No they picked the wrong one,Eva for the win,just watch her goodbye clip on Youtube..

September 25, 2013 | Unregistered Commentermark

brookesboy & mark -- judging on the ballots i've already seen , looks like there is plenty of disagreement this month. which is healthy!

john t -- right? it seems like such a waste of all that effort every season if you're only a footnote and the nomination means only something to the person it was for and no one else in 10 years time, you know?

andrew -- thanks andrew. it turns out that 1980 is not as popular as '52... but i guess i should have figured.
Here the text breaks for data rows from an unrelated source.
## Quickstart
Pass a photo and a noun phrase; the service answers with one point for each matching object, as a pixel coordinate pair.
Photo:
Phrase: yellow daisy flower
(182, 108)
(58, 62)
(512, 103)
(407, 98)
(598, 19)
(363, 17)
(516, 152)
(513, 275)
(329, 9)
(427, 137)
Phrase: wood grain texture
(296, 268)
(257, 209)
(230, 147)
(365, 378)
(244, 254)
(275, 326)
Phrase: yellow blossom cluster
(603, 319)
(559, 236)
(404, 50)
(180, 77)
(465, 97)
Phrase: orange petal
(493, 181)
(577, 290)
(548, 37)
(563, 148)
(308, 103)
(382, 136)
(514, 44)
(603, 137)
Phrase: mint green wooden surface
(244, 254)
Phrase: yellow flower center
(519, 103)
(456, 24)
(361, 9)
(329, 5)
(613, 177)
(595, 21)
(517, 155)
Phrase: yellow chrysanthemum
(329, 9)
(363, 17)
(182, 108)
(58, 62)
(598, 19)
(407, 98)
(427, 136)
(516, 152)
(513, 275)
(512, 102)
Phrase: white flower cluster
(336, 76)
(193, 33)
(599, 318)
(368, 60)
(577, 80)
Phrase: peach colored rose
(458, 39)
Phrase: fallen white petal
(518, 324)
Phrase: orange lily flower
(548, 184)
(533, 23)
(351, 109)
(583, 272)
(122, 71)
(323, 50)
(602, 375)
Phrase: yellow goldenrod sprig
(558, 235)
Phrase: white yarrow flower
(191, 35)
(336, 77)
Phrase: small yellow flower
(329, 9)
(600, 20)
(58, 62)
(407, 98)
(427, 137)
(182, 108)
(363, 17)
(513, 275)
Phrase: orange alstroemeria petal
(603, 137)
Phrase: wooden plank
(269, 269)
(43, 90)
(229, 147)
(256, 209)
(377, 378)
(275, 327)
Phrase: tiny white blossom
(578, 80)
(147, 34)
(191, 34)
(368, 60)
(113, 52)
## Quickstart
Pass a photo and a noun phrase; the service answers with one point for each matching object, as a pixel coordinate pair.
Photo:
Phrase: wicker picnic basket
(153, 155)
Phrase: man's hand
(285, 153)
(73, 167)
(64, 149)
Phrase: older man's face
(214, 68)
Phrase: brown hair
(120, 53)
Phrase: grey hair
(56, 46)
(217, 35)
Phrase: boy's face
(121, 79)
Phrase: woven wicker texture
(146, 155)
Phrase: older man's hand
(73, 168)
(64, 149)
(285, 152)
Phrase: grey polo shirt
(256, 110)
September 25, 2013 | Registered CommenterNATHANIEL R

Nathaniel, I bought a 'gently used' copy of Resurrection through Ebay. I realize time is short, but I could mail it to you so you can watch a non-YouTube version of it.

And while I still need to see Melvin and Howard (damn thing wasn't available through Netflix when it came up, so I already have Rachel Rachel for the next smackdown), Eva is my current #1, followed by Scarwind. Interesting collection of movies for this year.

September 25, 2013 | Unregistered CommenterPoliVamp

Resurrection is a deeply moving film. LeGalienne's farewell to her grandchild is heart wrenching and the final sequence moved me to tears then, and would do it again if I could watch it,

September 25, 2013 | Unregistered CommenterMarcos

Just discovered the Smackdown--what a blast!!

I've seen all the nominees for 1980's Supporting Actress Oscar, and I have to say it's a very difficult choice, since it was a really strong year. Rarely do all of the nominees in any category deserve such acclaim. After much thought, here are my votes:

1. Eileen Brennan (Private Benjamin)
2. Cathy Moriarty (Raging Bull)
3. Mary Steenburgen (Melvin and Howard)
4. Diana Scarwid (Inside Moves)
5. Eva Le Galliene (Resurrection)

Honestly, though, the first three are practically a tie with Scarwid a VERY close second.

September 26, 2013 | Unregistered Commentervladdy

Oddly enough, all one-time nominees (although there is absolutely nothing wrong with that...being nominated only once is a feat and an honor!)